On the 22d the French troops arrived by their circuitous route, and began to cross to Stony Point with their artillery, baggage and stores. The two armies having safely crossed the Hudson, commenced, on the 25th, their several lines of march toward the Jerseys. Both armies were still kept in the dark, as to the ultimate object of their movement. An intelligent observer, who accompanied the army, writes: "Our situation reminds me of some theatrical exhibition, where the interest and expectations of the spectators are continually increasing, and where curiosity is wrought to the highest point." The mystery was at length solved. "We have now passed all the enemy's posts," continues the foregoing writer, "and are pursuing our route, with increased rapidity, toward Philadelphia."

Washington reached the Delaware with his troops before Sir Henry Clinton was aware of their destination. It was too late to oppose their march, even had his forces been adequate. As a kind of counterplot, therefore, and in the hope of distracting the attention of the American commander, and drawing off a part of his troops, he hurried off an expedition to the eastward, to insult the State of Connecticut, and attack her seaport of New London.

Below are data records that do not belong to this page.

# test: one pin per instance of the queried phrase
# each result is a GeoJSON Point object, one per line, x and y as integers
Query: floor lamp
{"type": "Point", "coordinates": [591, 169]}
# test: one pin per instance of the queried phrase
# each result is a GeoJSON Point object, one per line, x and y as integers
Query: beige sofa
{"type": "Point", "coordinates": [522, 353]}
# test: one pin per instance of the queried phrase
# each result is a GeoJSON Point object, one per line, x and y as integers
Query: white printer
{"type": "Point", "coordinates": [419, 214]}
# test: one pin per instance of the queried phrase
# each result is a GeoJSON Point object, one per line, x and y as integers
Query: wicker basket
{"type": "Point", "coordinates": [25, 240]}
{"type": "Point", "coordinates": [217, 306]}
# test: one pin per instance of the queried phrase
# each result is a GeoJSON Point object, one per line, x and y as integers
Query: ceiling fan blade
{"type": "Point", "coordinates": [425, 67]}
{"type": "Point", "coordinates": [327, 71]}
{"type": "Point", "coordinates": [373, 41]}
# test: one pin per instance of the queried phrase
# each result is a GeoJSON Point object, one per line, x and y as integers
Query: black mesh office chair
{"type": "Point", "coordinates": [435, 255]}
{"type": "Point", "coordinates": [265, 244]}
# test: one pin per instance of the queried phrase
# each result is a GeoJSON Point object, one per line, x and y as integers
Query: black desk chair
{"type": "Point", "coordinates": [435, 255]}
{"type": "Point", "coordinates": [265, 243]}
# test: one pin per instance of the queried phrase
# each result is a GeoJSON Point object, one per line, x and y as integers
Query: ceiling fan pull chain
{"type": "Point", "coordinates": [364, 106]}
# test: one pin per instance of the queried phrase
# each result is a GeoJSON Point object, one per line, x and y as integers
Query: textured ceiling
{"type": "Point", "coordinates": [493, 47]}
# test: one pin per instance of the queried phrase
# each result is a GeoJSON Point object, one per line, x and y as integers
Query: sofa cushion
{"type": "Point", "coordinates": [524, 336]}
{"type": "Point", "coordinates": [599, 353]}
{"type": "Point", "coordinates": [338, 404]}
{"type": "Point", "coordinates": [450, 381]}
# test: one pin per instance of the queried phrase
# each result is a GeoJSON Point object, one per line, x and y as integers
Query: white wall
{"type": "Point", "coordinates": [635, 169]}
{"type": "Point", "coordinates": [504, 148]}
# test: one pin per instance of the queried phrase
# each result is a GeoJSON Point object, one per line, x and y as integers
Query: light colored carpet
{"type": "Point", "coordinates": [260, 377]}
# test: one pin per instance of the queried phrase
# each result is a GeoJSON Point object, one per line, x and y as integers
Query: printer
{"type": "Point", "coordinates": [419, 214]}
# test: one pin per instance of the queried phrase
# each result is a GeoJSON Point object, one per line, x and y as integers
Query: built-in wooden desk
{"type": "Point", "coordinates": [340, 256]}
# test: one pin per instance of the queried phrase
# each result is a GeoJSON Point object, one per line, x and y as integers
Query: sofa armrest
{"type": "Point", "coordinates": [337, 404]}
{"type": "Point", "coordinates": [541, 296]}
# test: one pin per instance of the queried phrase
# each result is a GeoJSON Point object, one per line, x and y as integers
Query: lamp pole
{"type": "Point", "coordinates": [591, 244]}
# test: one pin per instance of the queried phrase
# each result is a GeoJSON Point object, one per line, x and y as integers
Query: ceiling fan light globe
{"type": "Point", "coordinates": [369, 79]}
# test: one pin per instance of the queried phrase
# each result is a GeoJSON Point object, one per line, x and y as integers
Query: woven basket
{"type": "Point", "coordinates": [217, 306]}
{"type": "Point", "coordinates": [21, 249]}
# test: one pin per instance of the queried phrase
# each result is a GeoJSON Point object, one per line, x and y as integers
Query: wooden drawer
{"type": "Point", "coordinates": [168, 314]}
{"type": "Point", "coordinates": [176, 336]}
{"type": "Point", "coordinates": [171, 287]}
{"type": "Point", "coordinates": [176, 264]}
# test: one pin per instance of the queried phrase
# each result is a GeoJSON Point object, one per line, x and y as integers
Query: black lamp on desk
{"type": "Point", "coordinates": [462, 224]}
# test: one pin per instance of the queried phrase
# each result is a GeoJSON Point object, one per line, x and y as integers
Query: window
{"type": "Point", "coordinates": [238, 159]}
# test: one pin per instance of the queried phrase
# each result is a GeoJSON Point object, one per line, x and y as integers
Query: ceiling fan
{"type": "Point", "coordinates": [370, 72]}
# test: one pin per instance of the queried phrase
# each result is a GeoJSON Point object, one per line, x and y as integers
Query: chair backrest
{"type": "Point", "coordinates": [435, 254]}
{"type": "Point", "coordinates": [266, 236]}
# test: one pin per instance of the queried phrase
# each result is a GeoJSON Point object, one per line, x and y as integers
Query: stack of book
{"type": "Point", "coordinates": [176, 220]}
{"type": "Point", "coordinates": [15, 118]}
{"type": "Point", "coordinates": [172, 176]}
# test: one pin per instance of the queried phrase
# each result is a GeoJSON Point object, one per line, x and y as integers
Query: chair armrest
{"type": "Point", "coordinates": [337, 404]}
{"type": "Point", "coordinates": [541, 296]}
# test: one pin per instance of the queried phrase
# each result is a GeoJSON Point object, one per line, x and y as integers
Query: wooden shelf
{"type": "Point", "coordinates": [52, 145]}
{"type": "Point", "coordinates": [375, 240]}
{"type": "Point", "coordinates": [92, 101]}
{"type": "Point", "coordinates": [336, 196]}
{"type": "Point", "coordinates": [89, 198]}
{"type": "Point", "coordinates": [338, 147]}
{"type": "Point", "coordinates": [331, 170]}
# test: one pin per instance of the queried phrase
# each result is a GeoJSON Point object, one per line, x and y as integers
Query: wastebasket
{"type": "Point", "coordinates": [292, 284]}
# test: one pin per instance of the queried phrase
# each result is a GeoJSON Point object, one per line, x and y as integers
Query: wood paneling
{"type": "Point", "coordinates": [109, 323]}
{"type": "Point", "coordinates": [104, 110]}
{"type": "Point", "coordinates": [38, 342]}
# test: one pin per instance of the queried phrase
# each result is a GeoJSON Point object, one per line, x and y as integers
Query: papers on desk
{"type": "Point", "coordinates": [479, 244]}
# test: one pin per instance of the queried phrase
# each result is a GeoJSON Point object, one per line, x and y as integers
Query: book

The command of this expedition, which was to be one of ravage and destruction, was given to Arnold, as if it was necessary to complete the measure of his infamy, that he should carry fire and sword into his native State, and desecrate the very cradle of his infancy.

On the 6th of September he appeared off the harbor of New London with a fleet of ships and transports and a force of two thousand infantry and three hundred cavalry. New London stands on the west bank of the river Thames. The approach to it was defended by two forts on opposite sides of the river, and about a mile below the town; Fort Trumbull on the west and Fort Griswold on the east side, on a height called Groton Hill. The troops landed in two divisions of about eight hundred men each; one under Lieutenant-colonel Eyre on the east side, the other under Arnold on the west, on the same side with New London, and about three miles below it. Arnold met with but little opposition. The few militia who manned an advance battery and Fort Trumbull, abandoned their posts, and crossed the river to Fort Griswold. He pushed on and took possession of the town.